3.1 Collor e a requentada expectativa de uma “amizade especial” com os EUA

3.1.2 A Iniciativa para as Américas

Lançada em 27 de junho de 1990 pelo presidente Bush, a “Iniciativa para as Américas”, assentava-se sob três bases: comércio, investimento e dívida externa. Oficialmente, no discurso norte-americano, a idéia era promover e incentivar o crescimento econômico da região, na base da economia de mercado, favorecendo assim, a consolidação das instituições democráticas.

Todavia, um exame mais apurado dos fatos aponta outras motivações. De acordo com Amorim e Pimentel (1996, p.106-107), naquele momento era latente a sensação de que a hegemonia econômica dos EUA vinha progressivamente declinando diante da ascensão das economias japonesa e alemã.
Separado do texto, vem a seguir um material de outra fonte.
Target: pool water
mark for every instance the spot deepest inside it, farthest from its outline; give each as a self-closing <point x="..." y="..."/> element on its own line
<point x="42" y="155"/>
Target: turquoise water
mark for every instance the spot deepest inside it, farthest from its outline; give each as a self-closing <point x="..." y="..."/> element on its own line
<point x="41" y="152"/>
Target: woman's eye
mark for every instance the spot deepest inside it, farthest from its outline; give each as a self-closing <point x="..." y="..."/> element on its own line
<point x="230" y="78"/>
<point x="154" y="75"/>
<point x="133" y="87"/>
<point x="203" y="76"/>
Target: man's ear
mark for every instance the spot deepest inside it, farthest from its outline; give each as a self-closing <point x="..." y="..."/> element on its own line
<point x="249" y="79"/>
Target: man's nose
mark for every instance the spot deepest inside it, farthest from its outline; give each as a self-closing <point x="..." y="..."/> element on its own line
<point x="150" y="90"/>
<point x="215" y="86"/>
Os autores identificam uma suposta “perda de dinamismo e falta de competitividade dos produtos norte-americanos”, que teriam resultado em seguidos déficits comerciais e fiscais. “É natural que, num contexto como esse, que os EUA dediquem maior atenção à sua vizinhança imediata, de modo a garantir, pelo menos aí seu predomínio econômico”.
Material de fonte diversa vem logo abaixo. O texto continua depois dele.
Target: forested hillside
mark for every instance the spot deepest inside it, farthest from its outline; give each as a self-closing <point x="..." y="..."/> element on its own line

Ainda de acordo com a análise de Amorim e Pimentel (1996), os EUA teriam reconhecido que foram atingidos de maneira significativa pelas dificuldades econômicas manifestadas na América Latina na década de 1980 e, por isso, buscavam uma alternativa. Por fim, mas sem pretender esgotar a questão, vale citar que, parte dos analistas viam ainda a Iniciativa Bush como uma resposta à formação de blocos econômicos regionais (CEE, Bacia do Pacífico)12.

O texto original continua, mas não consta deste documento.